Des images, j'en fait, l'image nourrit mon travail, elle est importante, j'y suis très attaché. Souvent, j'ai l'opportunité de les utiliser dans des portfolios, dans des magazines. J'ai même fait des livres avec des images, parce que mes clichés vont avec le format d'un livre, j'aime l'idée de feuilleter, comme dans cette exposition à la MEP, où c'est comme si l'on feuilletait, l'image est en déroulé.
Est-ce la première fois que vous utilisez vos images sous la forme de vidéos comme ici ?
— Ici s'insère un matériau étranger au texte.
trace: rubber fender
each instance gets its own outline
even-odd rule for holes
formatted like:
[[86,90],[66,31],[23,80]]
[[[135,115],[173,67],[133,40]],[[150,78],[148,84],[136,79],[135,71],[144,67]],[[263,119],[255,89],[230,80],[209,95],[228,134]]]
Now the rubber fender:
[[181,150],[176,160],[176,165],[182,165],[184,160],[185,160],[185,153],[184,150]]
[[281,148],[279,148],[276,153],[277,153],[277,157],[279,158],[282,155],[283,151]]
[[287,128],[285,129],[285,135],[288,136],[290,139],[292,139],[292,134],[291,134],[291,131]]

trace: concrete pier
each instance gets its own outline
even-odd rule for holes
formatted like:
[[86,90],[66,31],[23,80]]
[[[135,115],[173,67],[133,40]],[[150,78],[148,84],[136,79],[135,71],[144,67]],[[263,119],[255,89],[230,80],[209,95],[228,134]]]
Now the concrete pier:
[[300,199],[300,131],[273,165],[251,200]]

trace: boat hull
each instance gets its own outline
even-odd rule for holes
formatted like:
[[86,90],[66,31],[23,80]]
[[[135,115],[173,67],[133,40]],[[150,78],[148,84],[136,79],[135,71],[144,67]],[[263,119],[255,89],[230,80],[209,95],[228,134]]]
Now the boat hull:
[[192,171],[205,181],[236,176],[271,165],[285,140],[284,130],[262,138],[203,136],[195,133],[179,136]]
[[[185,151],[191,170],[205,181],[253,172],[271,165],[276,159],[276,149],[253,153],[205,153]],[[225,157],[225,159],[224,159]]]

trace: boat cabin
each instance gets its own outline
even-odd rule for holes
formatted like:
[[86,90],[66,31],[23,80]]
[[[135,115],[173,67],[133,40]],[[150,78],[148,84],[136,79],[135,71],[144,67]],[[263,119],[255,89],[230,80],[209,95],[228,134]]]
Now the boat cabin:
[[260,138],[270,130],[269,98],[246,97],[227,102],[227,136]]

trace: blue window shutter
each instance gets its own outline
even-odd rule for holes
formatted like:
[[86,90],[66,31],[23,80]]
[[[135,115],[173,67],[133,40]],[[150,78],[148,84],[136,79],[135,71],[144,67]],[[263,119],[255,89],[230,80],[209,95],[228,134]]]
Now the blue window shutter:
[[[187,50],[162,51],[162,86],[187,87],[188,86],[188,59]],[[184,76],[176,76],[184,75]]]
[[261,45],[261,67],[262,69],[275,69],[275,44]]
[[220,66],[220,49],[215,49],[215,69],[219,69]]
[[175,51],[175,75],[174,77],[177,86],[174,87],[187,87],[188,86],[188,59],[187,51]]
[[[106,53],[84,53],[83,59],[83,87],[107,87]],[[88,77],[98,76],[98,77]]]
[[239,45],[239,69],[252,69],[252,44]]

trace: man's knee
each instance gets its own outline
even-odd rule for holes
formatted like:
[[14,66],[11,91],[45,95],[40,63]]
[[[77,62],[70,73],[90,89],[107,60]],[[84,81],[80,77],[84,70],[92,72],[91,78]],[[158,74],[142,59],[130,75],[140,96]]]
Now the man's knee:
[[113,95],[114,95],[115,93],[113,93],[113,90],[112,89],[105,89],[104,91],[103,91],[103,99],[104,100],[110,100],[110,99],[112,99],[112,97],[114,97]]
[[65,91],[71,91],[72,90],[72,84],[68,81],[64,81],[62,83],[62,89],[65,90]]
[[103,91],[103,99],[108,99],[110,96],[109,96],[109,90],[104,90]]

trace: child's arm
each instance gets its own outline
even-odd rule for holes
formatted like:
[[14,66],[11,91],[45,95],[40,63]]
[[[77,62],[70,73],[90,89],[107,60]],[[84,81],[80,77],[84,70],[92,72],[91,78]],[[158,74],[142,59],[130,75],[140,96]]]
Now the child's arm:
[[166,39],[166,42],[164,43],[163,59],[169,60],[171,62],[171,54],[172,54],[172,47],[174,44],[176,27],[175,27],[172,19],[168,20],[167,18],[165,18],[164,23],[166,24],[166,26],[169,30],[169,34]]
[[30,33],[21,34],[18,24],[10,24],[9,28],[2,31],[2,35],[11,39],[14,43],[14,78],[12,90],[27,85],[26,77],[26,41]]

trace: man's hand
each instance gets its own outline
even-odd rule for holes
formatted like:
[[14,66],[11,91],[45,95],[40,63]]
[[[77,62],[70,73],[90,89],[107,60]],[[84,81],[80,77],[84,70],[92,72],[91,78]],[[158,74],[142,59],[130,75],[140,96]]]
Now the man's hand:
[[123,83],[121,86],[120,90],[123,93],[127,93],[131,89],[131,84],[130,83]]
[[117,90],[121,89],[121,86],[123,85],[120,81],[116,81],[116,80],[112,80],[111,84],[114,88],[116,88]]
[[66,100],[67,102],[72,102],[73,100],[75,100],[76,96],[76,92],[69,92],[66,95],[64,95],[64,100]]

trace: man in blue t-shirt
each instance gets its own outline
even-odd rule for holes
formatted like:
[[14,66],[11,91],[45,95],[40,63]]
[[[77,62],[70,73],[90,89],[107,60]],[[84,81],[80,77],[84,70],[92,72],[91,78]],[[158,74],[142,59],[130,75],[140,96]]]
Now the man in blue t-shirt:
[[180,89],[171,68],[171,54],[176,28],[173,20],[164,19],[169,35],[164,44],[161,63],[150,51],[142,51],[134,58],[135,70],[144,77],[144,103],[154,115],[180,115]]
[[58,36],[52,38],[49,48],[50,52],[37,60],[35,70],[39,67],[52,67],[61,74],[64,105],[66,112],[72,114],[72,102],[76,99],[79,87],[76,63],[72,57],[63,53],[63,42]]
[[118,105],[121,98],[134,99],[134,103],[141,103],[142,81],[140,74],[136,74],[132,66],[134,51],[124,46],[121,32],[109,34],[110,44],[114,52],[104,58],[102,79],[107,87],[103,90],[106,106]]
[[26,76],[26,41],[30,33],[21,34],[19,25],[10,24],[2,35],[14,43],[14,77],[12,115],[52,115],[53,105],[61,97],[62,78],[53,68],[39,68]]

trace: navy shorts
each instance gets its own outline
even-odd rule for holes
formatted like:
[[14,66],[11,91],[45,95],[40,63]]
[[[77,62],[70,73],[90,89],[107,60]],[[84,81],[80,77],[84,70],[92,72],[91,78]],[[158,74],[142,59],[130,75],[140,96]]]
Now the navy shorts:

Oui, mais il ne s'agit pas d'une installation. Nous avons déterminé huit projections, avec un choix d'images différentes pour chacune d'elles. Puis, nous devions les mettre dans l'espace, donc nous les avons mis, selon les choix d'images, en petit format ou en très grand format, toujours dans l'idée que l'on circule dans l'espace et qu'à chaque fois sur un mur, dans un coin, on trouve des images comme si l'on feuilletait un livre.
© Claude Lévêque
Comment avez-vous réalisé le choix des images projetées ?
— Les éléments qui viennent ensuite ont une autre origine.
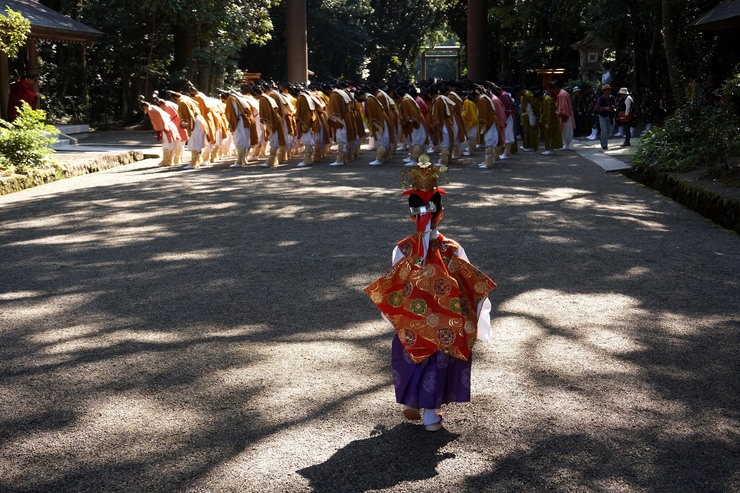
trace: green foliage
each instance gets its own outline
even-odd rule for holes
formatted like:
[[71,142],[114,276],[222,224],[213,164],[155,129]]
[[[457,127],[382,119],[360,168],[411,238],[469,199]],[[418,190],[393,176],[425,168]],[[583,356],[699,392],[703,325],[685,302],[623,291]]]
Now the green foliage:
[[580,87],[583,89],[585,86],[591,86],[594,89],[598,89],[601,87],[601,81],[598,80],[586,80],[586,79],[571,79],[568,81],[568,83],[563,87],[566,91],[568,91],[570,94],[573,94],[573,88],[574,87]]
[[365,51],[369,78],[410,78],[424,38],[445,22],[451,4],[454,2],[370,0],[372,13],[363,22],[370,38]]
[[[236,85],[240,70],[273,80],[287,76],[286,2],[280,0],[53,4],[105,35],[84,52],[77,45],[39,43],[41,92],[52,117],[133,121],[137,95],[182,90],[185,79],[210,93],[224,84]],[[726,70],[718,71],[723,65],[717,62],[727,50],[721,49],[720,38],[688,27],[716,0],[488,2],[488,76],[532,85],[537,82],[535,69],[562,67],[562,80],[573,78],[580,63],[572,44],[592,34],[614,53],[619,83],[633,88],[647,83],[660,94],[669,78],[663,5],[674,7],[675,66],[681,75],[705,78],[711,67],[718,80],[723,78]],[[306,0],[306,11],[309,69],[315,81],[411,78],[418,74],[420,49],[437,38],[460,40],[465,54],[464,0]],[[80,70],[83,60],[87,65]]]
[[735,67],[735,75],[728,78],[720,89],[722,103],[728,106],[730,111],[740,115],[740,65]]
[[688,104],[668,118],[663,128],[642,138],[633,165],[659,171],[688,171],[719,164],[740,146],[740,116],[729,105]]
[[23,102],[13,122],[0,120],[0,170],[30,173],[54,166],[52,144],[59,131],[47,125],[46,113]]
[[663,128],[642,138],[633,165],[659,171],[687,171],[719,164],[740,153],[740,65],[719,90],[720,101],[686,103]]
[[5,15],[0,12],[0,51],[8,58],[18,56],[18,51],[26,45],[26,38],[31,32],[31,22],[10,7],[5,8]]
[[[63,14],[104,36],[87,48],[40,43],[53,117],[93,122],[133,120],[139,94],[184,89],[184,79],[211,92],[238,68],[240,50],[273,31],[276,0],[59,0]],[[246,67],[241,67],[246,68]],[[231,77],[233,80],[233,77]],[[138,118],[137,118],[138,119]]]

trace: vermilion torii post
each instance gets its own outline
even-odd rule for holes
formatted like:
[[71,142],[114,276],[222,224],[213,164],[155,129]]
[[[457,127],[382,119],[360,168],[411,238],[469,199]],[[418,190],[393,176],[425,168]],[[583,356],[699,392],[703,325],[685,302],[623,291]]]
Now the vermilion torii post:
[[306,0],[287,0],[285,38],[288,51],[288,80],[308,82],[308,41],[306,36]]
[[486,47],[488,37],[487,0],[468,0],[468,79],[481,82],[488,78]]

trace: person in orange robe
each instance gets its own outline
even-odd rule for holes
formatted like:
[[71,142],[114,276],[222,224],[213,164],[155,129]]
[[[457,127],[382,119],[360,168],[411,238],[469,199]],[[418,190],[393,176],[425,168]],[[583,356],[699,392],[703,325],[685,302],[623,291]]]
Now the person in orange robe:
[[365,117],[370,127],[370,135],[375,139],[375,160],[370,162],[371,166],[379,166],[390,158],[391,138],[390,132],[392,122],[388,117],[383,104],[375,95],[370,92],[369,88],[361,88],[355,95],[358,101],[365,104]]
[[419,161],[423,146],[429,142],[426,119],[416,98],[405,87],[398,88],[397,92],[401,96],[401,104],[398,105],[401,130],[411,146],[411,156],[404,159],[404,162],[406,166],[414,166]]
[[496,105],[493,104],[493,100],[486,90],[481,86],[476,86],[475,92],[478,95],[478,128],[483,138],[483,145],[486,150],[486,156],[478,167],[483,169],[491,168],[493,167],[494,162],[498,159],[496,146],[499,143],[500,119],[496,114]]

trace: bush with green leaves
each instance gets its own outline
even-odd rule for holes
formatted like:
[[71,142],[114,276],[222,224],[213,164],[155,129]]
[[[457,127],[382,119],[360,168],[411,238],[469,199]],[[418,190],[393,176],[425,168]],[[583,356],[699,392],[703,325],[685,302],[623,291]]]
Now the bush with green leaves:
[[642,138],[633,166],[659,171],[689,171],[719,166],[740,153],[740,70],[722,86],[721,101],[684,103],[663,128]]
[[59,130],[46,124],[46,113],[23,102],[12,122],[0,120],[0,170],[24,173],[55,166],[54,144]]
[[740,64],[735,68],[735,75],[722,84],[719,95],[724,105],[740,115]]

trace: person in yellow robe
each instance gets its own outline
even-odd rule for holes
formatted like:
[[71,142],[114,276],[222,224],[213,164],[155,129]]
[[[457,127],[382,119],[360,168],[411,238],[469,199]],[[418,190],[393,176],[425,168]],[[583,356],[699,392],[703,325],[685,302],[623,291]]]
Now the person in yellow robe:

Ca a été très long. Elles représentent une quantité astronomique d'images depuis les années 80, tout ce qui fait partie de mes observations. Je fais des images de manière complètement incontrôlée.
La cohérence dans le choix de ces images est dans l'idée du voyage aussi, des sujets, des objets, du paysage. Nous avons beaucoup travaillé sur le montage, sur l'association de l'image, aussi pour que le public n'ai pas non plus l'impression que chaque projection se ressemble, que les thématiques changent.
J'aime bien dire que je fais des photos comme tout le monde fait, car maintenant avec le numérique, et même l'iphone, on peut réaliser une profusion d'images. Avant, on pouvait hésiter face à l'instantanéité, à photographier tout et n'importe quoi, car entre la contrainte du tirage et de l'image, c'était beaucoup plus compliqué. Je suis assez content, car même s'il y a mon regard derrière, ce qui m'intéresse c'est de faire des photos qui, à un moment, ne me demandent pas forcément de réfléchir, ou d’induire une technique particulière. J'essaie de bien cadrer, bien évidemment, mais il n'y a pas un soucis de perfection, je ne réalise pas d'images sur pied ect..
© Claude Lévêque
C'est plus l'instantanéité, le moment qui se présente à moi. Il y a des éléments de photographie que je mets de côté d'une certaine manière, et qui vont être importants pour un projet, qui vont amener un récit dans un projet d'installation. Ces images, prises au hasard, ne sont donc pas dénuées de sens par rapport à mon travail.
Avez-vous des projets à venir ?
J'en ai plusieurs, oui. Des expositions collectives, mais surtout en mars 2014 je suis invité au Louvre, cela va être un projet important.